Она не ответила, не могла ответить, потому что сама испытывала подобное возбуждение. Она желала его. И хотела, чтобы кончился наконец этот кошмар.

— Ты ведь чувствуешь то же, что и я?

— Да, — откровенно призналась она. — Но ведь этого не может быть, разве не так?

— Почему?

— Не может.

— Но почему же?

— Потому… — Всматриваясь в дорогое для нее лицо, которое сейчас было не жестоким, а просто печальным, она продолжила: — Потому что я не хочу снова пройти через все это. Предположим, что мы начали все сначала. Предположим, у нас все будет так же хорошо, как было. И представим себе, что к тебе вернулась память. И что тогда, Себастьен?

Он мрачно улыбнулся.

— Тогда я узнаю, почему ушел от тебя. И, может, снова уйду.

— Да, но я не переживу это еще раз.

— Не сможешь? — Глядя на нее, испытывая массу противоречивых чувств, он тихо сказал: — Ты по-прежнему любишь меня, да?
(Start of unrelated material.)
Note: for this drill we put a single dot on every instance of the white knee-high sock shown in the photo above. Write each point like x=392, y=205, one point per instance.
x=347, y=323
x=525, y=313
Она вымученно улыбнулась и кивнула головой.

— Скажи мне, как перестать любить тебя, Себастьен. Научи, как. — Глаза ее скрывались за длинными ресницами. Она отвернулась. — Я разолью кофе по чашкам. — «Но если Натали здесь ни при чем… Нет, — решительно отбросила она эту мысль, — я и в самом деле не смогу все это пережить еще раз. И неважно, что сейчас больно и еще сердце разбито. Мне надо думать о ребенке. И я должна быть сильной».